Topological Properties of Subsets of $R^{m}$ induced by Smooth Manifolds in Matrix Spaces

Question

We know that $M_{m \times n } $ is isomorphic to $R^{mn}$. Let's take a smooth manifold $\mathbb{M}$ in $R^{mn}$ and fix a point in $R^{n}$, say, $p$. Now realize the manifold $\mathbb{M}$ as a subset of $M_{m \times n}$. Let each matrix in the subset so realized act on $p$, and we get a subset of $R^{m}$. So, what can be said about this subset of $R^{m}$. Is this always a manifold? How does it's topological properties depend on $p$ and the initially chosen smooth manifold $\mathbb{M}$, can we find some invariant topological properties which are preserved under some conditions from $\mathbb{M}$ and the newly found subset of $R^{m}$

Some idea We can think of the manifold acting on $p$ as a linear map associated with $p$ acting on the manifold and mapping it to a lower-dimensional Euclidean space. So in essence what we have is a linear mapping of a manifold, and we are interested in investigation of is there anything interesting happening when we change the linear map induced by $p$ or when we alter the choice of manifold $M$.

Background

I read Loring Tu's "Introduction to smooth manifolds" for my MS thesis. " but I hadn't covered Cohomology of smooth manifolds well. I am not able to "use" the theory I read so far. Would you suggest a way to think about the above problem? Some sort of hint to start with?

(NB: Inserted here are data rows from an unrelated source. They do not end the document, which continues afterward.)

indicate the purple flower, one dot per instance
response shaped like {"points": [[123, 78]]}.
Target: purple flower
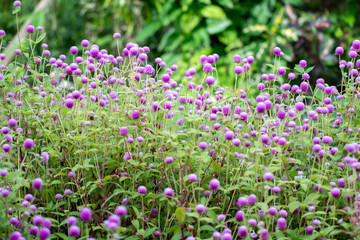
{"points": [[116, 35], [37, 183], [335, 192], [169, 192], [44, 233], [281, 224], [74, 231], [69, 103], [192, 177], [71, 220], [121, 210], [85, 214], [214, 184], [268, 176], [339, 50], [30, 29], [142, 189], [200, 208], [28, 143], [124, 131]]}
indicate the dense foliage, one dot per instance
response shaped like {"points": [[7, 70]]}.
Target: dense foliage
{"points": [[100, 144]]}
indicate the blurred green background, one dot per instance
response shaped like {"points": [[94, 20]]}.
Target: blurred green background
{"points": [[180, 31]]}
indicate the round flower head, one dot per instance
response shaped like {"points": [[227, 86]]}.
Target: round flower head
{"points": [[335, 192], [339, 50], [74, 231], [229, 135], [214, 184], [37, 183], [200, 208], [192, 177], [85, 214], [281, 224], [28, 143], [242, 231], [124, 131], [71, 220], [203, 145], [116, 35], [30, 29], [142, 190], [121, 210], [12, 123], [44, 233], [69, 103], [277, 50], [268, 176], [169, 192]]}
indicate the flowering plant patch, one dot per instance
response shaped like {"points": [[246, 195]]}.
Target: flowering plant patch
{"points": [[98, 145]]}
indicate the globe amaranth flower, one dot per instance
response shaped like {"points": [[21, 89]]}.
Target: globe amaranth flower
{"points": [[169, 192], [30, 29], [335, 192], [37, 183], [28, 143], [192, 177], [85, 214], [214, 184], [121, 210], [142, 189], [44, 233], [74, 231]]}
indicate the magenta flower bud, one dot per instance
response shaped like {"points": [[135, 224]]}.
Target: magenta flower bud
{"points": [[116, 35], [44, 233], [69, 103], [192, 177], [277, 50], [268, 176], [74, 231], [28, 143], [229, 135], [124, 131], [335, 192], [74, 50], [203, 145], [85, 43], [37, 183], [30, 29], [242, 231], [85, 214], [169, 192], [309, 229], [200, 208], [214, 184], [281, 224], [142, 189], [71, 220], [121, 210]]}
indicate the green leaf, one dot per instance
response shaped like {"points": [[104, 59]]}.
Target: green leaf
{"points": [[41, 37], [212, 11], [16, 10], [136, 224], [188, 22], [299, 69], [149, 231], [293, 206], [148, 30], [216, 166], [180, 214], [309, 69], [226, 3], [217, 25]]}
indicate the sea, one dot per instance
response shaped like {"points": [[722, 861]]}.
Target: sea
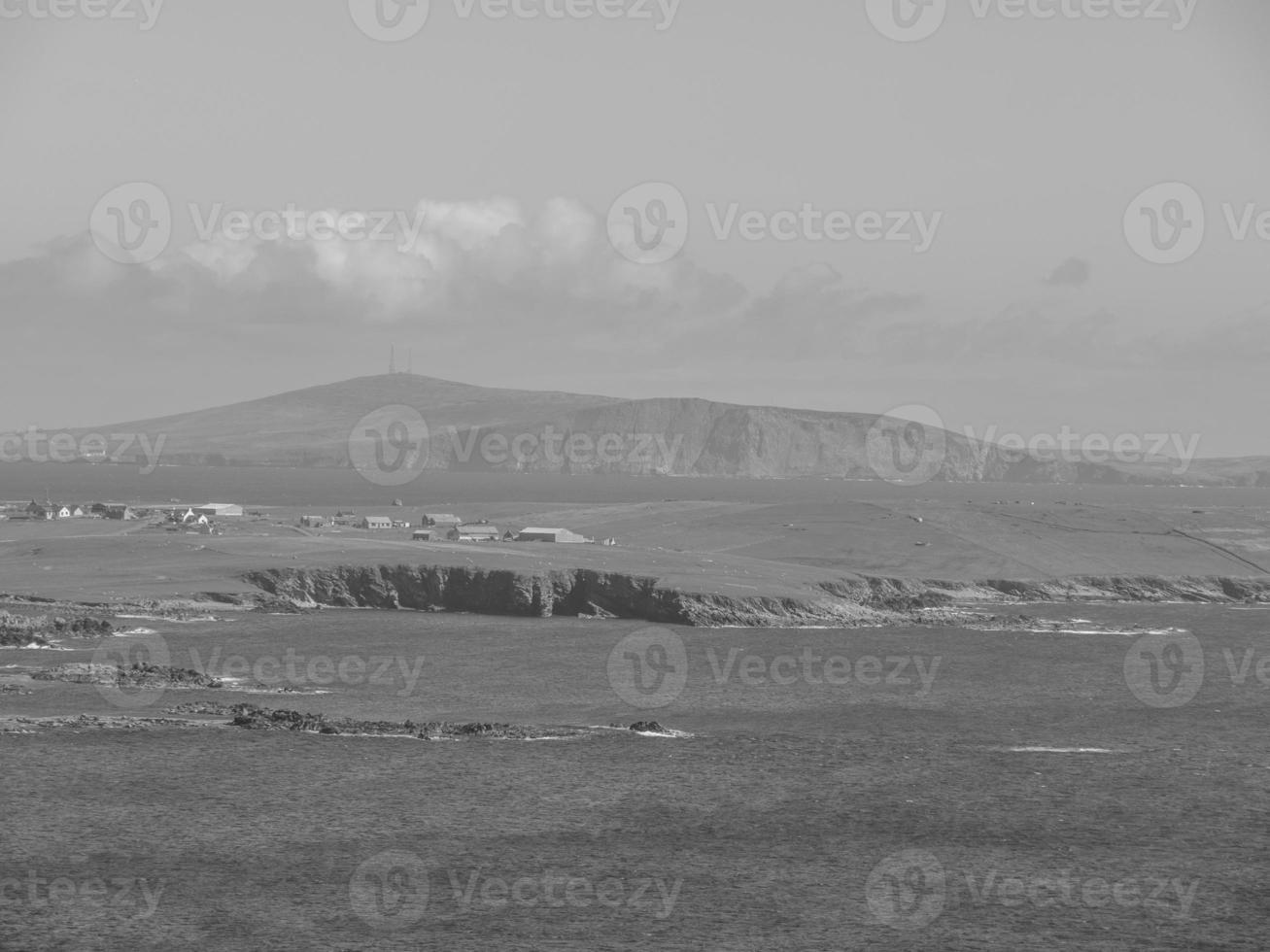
{"points": [[1099, 786]]}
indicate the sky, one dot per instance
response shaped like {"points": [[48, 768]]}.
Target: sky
{"points": [[1025, 215]]}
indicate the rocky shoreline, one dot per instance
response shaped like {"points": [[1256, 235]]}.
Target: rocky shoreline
{"points": [[257, 719]]}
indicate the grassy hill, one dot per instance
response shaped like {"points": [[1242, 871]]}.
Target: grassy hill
{"points": [[468, 428]]}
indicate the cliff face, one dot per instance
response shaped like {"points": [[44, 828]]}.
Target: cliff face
{"points": [[865, 600], [540, 595]]}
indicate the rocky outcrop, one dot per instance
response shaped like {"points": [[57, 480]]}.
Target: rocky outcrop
{"points": [[582, 592], [19, 629]]}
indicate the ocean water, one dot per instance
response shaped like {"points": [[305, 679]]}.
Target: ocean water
{"points": [[814, 789]]}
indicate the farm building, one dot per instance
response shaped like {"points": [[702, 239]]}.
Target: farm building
{"points": [[219, 509], [474, 532], [433, 520], [562, 536]]}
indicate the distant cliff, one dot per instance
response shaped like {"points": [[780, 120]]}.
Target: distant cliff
{"points": [[456, 426], [852, 602]]}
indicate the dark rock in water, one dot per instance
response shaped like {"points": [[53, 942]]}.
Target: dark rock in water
{"points": [[139, 675], [648, 728]]}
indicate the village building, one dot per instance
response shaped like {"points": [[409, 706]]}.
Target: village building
{"points": [[474, 532], [53, 510], [219, 509], [446, 520], [561, 536]]}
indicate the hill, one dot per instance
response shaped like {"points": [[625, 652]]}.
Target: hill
{"points": [[396, 425]]}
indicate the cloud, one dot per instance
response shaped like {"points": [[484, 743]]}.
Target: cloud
{"points": [[446, 267], [1074, 273]]}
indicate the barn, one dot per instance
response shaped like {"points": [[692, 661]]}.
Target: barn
{"points": [[474, 532], [561, 536]]}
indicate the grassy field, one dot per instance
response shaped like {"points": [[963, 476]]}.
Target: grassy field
{"points": [[801, 815], [706, 545]]}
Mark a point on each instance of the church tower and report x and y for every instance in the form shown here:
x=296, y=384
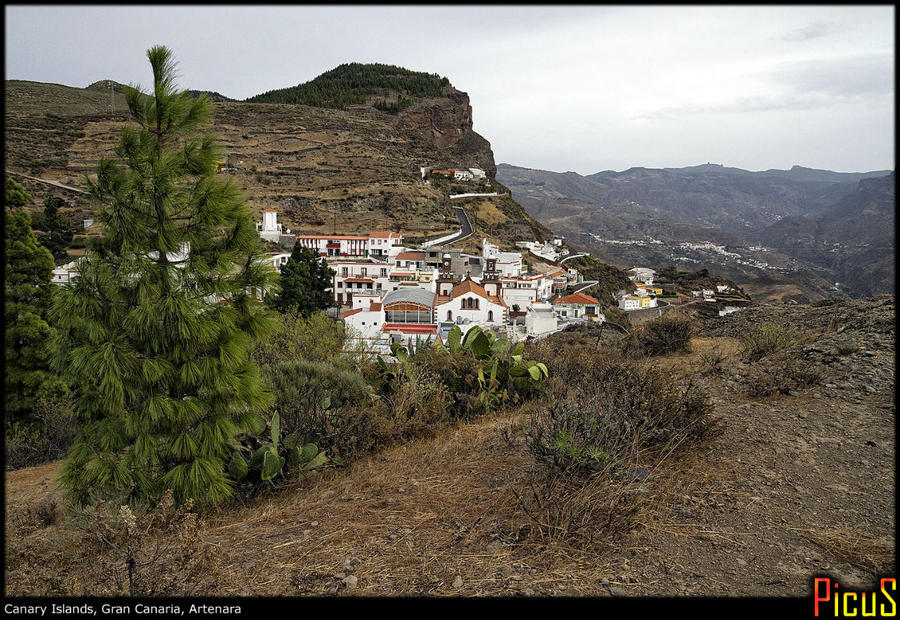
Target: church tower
x=490, y=278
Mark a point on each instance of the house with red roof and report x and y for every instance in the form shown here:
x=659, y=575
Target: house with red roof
x=576, y=306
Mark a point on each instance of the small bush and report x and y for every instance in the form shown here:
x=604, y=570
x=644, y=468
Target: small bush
x=295, y=339
x=783, y=374
x=45, y=438
x=669, y=333
x=308, y=395
x=160, y=553
x=767, y=340
x=622, y=408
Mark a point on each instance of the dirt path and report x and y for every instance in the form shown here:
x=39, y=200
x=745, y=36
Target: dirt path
x=794, y=486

Currently, I am not enrolled in a PhD program, for a year, I have to do some project or independent study, I was thinking of delving into the above problem deeply and maybe publishing.

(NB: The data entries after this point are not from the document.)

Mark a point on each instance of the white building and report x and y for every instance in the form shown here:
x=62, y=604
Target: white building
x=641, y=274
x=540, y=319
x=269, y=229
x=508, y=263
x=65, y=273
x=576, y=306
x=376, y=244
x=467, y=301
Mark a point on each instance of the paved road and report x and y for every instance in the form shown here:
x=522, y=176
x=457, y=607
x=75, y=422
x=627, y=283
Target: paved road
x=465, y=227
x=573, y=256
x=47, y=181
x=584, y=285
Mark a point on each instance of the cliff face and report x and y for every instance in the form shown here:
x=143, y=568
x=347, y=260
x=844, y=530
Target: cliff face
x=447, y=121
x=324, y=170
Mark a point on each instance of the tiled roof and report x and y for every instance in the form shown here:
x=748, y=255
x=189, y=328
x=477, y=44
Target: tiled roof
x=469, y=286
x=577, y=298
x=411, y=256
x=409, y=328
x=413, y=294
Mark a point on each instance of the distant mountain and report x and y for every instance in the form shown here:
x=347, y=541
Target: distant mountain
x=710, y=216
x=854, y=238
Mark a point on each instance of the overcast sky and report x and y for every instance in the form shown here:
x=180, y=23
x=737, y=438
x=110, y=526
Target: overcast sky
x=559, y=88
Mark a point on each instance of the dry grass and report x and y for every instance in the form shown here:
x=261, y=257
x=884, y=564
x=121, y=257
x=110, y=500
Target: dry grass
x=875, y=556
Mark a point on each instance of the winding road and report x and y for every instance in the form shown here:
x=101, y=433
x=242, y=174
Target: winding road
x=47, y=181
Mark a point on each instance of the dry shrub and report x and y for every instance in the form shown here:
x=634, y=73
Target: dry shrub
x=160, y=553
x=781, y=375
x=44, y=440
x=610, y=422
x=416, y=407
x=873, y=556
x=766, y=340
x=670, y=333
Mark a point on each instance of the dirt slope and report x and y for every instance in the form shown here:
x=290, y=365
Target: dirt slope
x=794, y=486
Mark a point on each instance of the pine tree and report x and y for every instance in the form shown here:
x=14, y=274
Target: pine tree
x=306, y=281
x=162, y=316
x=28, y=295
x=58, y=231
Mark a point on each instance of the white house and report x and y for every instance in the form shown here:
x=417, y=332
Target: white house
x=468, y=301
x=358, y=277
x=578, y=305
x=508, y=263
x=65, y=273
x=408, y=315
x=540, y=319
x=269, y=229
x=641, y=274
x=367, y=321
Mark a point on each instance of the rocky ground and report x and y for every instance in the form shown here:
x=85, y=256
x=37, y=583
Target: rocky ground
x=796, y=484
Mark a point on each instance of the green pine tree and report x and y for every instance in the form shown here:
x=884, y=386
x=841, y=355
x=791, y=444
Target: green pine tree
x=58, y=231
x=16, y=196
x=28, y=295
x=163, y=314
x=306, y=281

Any references or any suggestions in general will be very much appreciated.

Answer 1

Let me write $\mathbb M\cdot p$ for the set $\{Mp,M\in\mathbb M\}\subset\mathbb R^m$. Clearly it is a linear image of a manifold, which already gives you some amount of information. However, it may not be a manifold; for instance, if $\gamma$ is any smooth curve in the plane, then the set of $2\times2$ matrices of the form $$\begin{pmatrix}\gamma_1(t) & t \\ \gamma_2(t) & 0 \end{pmatrix}$$ is a manifold (as the image of a proper, smooth, injective immersion). However, for this $\mathbb M$ and $p=(1,0)$, we clearly have $\mathbb M\cdot p=\operatorname{im}\gamma$, so it is a manifold if and only if the image of $\gamma$ is, which may not be the case (say for $\gamma(t)=(1-t^2,t^3-t)$ for instance).